Desde então, não se debate mais projeto de Brasil. Debate-se tão somente rasos argumentos autoevidentes, em que alguns emergem como opção única – claro – para resolver os problemas do Brasil. Viveremos sempre sobre a sombra do sebastianismo.
O retorno de Lula ao cenário político nacional, então, retoma o inimigo concreto que Bolsonaro elege esporadicamente para personificar sua luta contra um inimigo difuso e incompreensível, como globalismo, comunismo e afins. Por isso mesmo, este inimigo difuso pode se mutar em literalmente qualquer coisa.
Lula não é a personificação do inimigo difuso, aquele que concentra todos os males. Se para os bolsonaristas, o presidente concentra todas as virtudes, Lula é o seu exato oposto.
Num primeiro olhar – um tanto preguiçoso –, esta é uma conclusão possível. Para os bolsonaristas, Lula é o polo oposto. Só que é preciso entender a forma de atuação do debate bolsonaristas para compreender o quanto esta conclusão é equivocada.
Na formulação de um inimigo difuso, conforme escrevi em artigo na da Papo de Galo_ revista #1, ele assume qualquer forma. Lutar contra um inimigo difuso é tarefa hercúlea, porque a depender da imersão retórica dos fanáticos, tudo é possível. E estão estes convertidos à mercê da vontade do tirano, que direciona as babas iradas da claque a partir de instruções de gabinetes do ódio.
Ou seja: quando há um extremista – no caso, um representante fidedigno da extrema-direita – no palco político, literalmente qualquer outra pessoa que lhe faça frente será convertido em polo. Assim, no bolsonarismo, a polarização é dada, é a regra do jogo.
De que maneira, então, Lula é a polarização que tanto se deseja evitar?
A princípio, é o debate sobre planos de Brasil. Mas isso deixa de acontecer com a presença de Bolsonaro, não com a presença de Lula. No que se chega a duas outras conclusões.

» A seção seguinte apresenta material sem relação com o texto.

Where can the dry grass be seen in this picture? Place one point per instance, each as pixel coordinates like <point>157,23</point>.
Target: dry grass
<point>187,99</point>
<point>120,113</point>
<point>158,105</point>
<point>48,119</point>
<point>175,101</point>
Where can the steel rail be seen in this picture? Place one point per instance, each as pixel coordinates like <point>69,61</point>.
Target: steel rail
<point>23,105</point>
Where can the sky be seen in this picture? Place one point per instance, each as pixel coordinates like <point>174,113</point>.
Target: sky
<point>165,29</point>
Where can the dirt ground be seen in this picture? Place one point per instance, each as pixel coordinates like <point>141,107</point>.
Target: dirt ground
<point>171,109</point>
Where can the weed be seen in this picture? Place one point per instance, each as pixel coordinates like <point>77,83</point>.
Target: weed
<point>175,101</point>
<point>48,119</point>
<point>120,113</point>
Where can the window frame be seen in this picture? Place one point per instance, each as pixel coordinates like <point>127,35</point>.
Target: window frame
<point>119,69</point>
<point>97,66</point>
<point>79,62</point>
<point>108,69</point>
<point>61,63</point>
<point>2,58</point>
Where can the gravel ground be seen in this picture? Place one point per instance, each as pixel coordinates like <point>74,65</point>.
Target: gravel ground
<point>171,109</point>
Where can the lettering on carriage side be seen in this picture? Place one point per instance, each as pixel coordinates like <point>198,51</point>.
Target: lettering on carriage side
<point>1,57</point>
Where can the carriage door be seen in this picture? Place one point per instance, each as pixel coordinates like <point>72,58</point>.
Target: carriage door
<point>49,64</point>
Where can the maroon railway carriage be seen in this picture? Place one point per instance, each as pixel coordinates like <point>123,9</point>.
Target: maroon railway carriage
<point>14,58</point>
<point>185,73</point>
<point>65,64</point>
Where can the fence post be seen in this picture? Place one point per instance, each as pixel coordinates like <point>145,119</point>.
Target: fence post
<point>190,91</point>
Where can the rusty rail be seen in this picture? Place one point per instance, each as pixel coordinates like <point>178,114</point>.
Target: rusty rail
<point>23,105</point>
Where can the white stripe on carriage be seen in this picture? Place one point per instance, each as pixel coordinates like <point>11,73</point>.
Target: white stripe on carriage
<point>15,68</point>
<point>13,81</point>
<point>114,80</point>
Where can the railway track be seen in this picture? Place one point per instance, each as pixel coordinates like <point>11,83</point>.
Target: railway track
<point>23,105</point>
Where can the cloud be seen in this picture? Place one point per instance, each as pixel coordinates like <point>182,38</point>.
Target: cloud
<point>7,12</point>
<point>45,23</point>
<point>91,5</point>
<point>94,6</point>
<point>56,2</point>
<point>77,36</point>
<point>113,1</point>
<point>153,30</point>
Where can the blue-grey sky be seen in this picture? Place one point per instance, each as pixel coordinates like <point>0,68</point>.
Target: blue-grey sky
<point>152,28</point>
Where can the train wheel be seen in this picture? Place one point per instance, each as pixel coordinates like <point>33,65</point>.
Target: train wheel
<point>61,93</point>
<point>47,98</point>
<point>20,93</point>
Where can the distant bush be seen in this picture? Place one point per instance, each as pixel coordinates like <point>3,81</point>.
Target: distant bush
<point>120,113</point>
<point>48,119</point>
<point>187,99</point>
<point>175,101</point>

A primeira é a de que para este grupo que assim se expressa há um desespero para se retomar a pauta pública, para impor a narrativa que sempre controlou. É, portanto, a birra de uma elite que perdeu por completo as rédeas da opinião pública, e para poder retomá-la, entende que é preciso que se pinte os indesejados de outras cores que não as suas.
Lula, no entanto, não está mais próximo de Bolsonaro do que está justamente dessas pessoas. Dentro de um entendimento consolidado do perigo que é se manter Bolsonaro no poder, o rival com maior potencial a batê-lo é escanteado por conta de, voltemos a ela, uma pretensa superioridade moral da direita limpinha.
Foi investido tempo e recursos demais vilanizando Lula e o PT. É preciso manter essa linha, em nome da tão famosa palavra em tempos de superficialidade de BBBs, de coerência, de “ser fiel a seus princípios”.
E que princípios são esses em que se permite abrir mão da democracia? Que princípios são esses, afinal, que unem como polos extremistas um projeto de ditador, claramente inapto, inepto e corrupto, a alguém que sempre atuou dentro dos limites da democracia?
Unir Bolsonaro e Lula como extremos é um desserviço justamente para o iluminismo do debate público que pretensamente se deseja.
Não é, pois, a democracia o bem maior dessa gente. Nem a elucidação de visões para amansar o diálogo. É, pois, uma sanha punitiva que encontra escape na aniquilação de Lula e do PT.
Há, por fim, uma terceira via de conclusão possível. Ver, depois de tanta campanha negativa, Lula se reerguer é desesperador para quem se mantém às margens do debate público, irrelevantes na pauta. Ressentimento – pra não dizer inveja – define, em partes.
Artigo publicado na Papo de Galo_ revista #13, de 17 de março de 2021, páginas 43 a 46.